Transient CO Oxidation as a Versatile Technique to Investigate Cu2+ Titration, Speciation and Sites Hydrolysis on Cu-CHA Catalysts: The Cu Loading Effect

The investigation of the ZCu(2+)(OH)(-) and Z(2)Cu(2+) ions modifications during NH3-SCR on Cu-CHA catalysts is a key aspect to clarify the still-debated low-T redox SCR mechanism. In previous works, the dry transient CO oxidation protocol has been employed to identify the generation of dinuclear Cu2+ structures under conditions representative of the low-T SCR-RHC: NH3 solvation promotes the inter-cage mobility and coupling of ZCu(2+)(OH)(-), acting as the catalytic centers for the CO oxidation process, while Z(2)Cu(2+) results inactive. Herein the same protocol, with pre-stored NH3, has been applied to a set of Cu-CHA catalysts with variable Cu loading (0.7-2.4% w/w) but fixed Si/Al: an increasing Cu content produced a net positive effect on the CO2 production, coherent with a growing ZCu(2+)(OH)(-) population, while a further enhancement was observed in the presence of H2O. The analysis of the integral CO2 production enabled to predict the maximum CO conversion, corresponding to the titration of the whole ZCu(2+)(OH)(-) content for each catalyst under dry condition, verifying the initial mechanism. Conversely, in the presence of water, the analysis evaluated an asymptotic titration of the total catalyst Cu2+ contents. This finding permits to generalize a recent study where combined TRMs, DFT and FTIR were used to probe the complete reversible Cu2+ sites hydrolysis and pairing in the presence of H2O and NH3, thus activating the participation of Z(2)Cu(2+) species, too.

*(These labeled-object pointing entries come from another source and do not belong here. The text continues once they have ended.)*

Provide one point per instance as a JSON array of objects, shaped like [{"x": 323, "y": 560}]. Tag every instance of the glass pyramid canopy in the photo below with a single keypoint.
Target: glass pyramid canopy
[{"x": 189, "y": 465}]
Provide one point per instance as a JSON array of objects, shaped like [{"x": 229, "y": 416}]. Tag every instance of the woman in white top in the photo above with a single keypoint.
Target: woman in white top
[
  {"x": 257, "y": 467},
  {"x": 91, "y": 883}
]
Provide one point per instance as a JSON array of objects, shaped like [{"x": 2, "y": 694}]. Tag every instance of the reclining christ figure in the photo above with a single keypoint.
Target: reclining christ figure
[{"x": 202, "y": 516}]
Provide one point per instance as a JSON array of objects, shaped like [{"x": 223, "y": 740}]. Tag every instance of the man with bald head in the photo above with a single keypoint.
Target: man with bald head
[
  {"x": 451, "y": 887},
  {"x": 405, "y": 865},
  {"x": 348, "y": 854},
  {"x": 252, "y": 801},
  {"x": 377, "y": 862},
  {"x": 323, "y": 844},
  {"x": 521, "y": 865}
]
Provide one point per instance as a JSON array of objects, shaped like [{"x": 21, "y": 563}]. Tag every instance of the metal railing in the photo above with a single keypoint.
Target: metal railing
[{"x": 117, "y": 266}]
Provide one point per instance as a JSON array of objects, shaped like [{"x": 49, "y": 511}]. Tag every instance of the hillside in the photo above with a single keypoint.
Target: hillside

These results also highlight the versatility and effectiveness of the CO oxidation protocol as a multi-purpose technique to study the Cu2+ ions in Cu-CHA catalysts.

Automated summary

The modifications of ZCu(2+)(OH)(-) and Z(2)Cu(2+) ions during NH3-SCR on Cu-CHA catalysts are crucial for understanding the low-temperature redox SCR mechanism. The generation of dinuclear Cu2+ structures has been confirmed under representative conditions using a dry transient CO oxidation protocol. The presence of NH3 promotes the activity of ZCu(2+)(OH)(-) as the CO oxidation catalyst, while Z(2)Cu(2+) is inactive. An increase in Cu loading enhances CO2 production, indicating a larger population of ZCu(2+)(OH)(-) and a further enhancement is observed with the presence of H2O. The CO oxidation protocol proves to be a versatile technique for studying Cu2+ ions in Cu-CHA catalysts.